When they get to his apartment, he opens the door for her and has to take her hand to guide her out of the car. She follows him easily, as if she's given herself over to the current of a river. Aizawa lives in a one room apartment, so he gives her his room, because he doesn't use it much anyway. The girl doesn't have any possessions, so there is no unpacking.
"You'll sleep here." He grunts. "The kitchen's here, this is the bathroom, living room, couch." What did kids like to do anyway? He was a teacher, but had never bothered to learn what kids did alone in their free time. "TV. The remotes on the counter." The girl glides passed the TV to the glass door of the balcony.
She looks up at the sky, fingertips lightly spread against the glass. Aizawa slides the door open. The girl walks out and just stares above, mesmerized. A V of black birds soars across the sky, and her head moves with them, tracking them until they've flown out of sight.
He leans against the wall and let's her birdwatch for an hour. In that time, he figures he can install a safety rail along the edge of the balcony, so she can come out here by herself. He also analyzes the future of this girl, and wonders when and if her quirk will start to manifest again. The girl likely has a powerful quirk, but she herself has been erased. This left her young and impressionable in the eyes of many villains. He contemplates if there's any way he can help recover her quirk, but more importantly, herself. He ponders over this question long after they leave the balcony, and the sun sets.
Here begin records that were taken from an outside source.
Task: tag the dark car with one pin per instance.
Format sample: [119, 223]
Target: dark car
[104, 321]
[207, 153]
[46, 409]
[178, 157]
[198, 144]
They fall into routine easily. The girl is quiet and seems to only want to spend her days on the balcony. Aizawa works nights, but stays within a 3 mile radius of his apartment. On nights he's called to other parts of the city, he has Midnight or Present Mike cover his sector. On the third night since her arrival, he is sent across the city to fight a gang of villains. The leader had a quirk called Life Drain, which allowed him to live longer and grow stronger the more people he absorbed. The fight in brutal, and Aizawa comes home drained mentally and physically, feeling as if he had seen the worst in people and the world. He feels a cool breeze, and finds the balcony door open, not all the way, but enough for a child to slip through. That's where he finds her, on the balcony floor, sitting with her neck craned up. There is a single star, just bright enough to see through the light polluted city, and she is honed on it, enamored by this one bright speck, when there should have been millions.
There is something so innocent and hopeful in her eyes that Aizawas mood shifts and something inside him gives. If one star was enough for her then he supposes it could also be enough for him.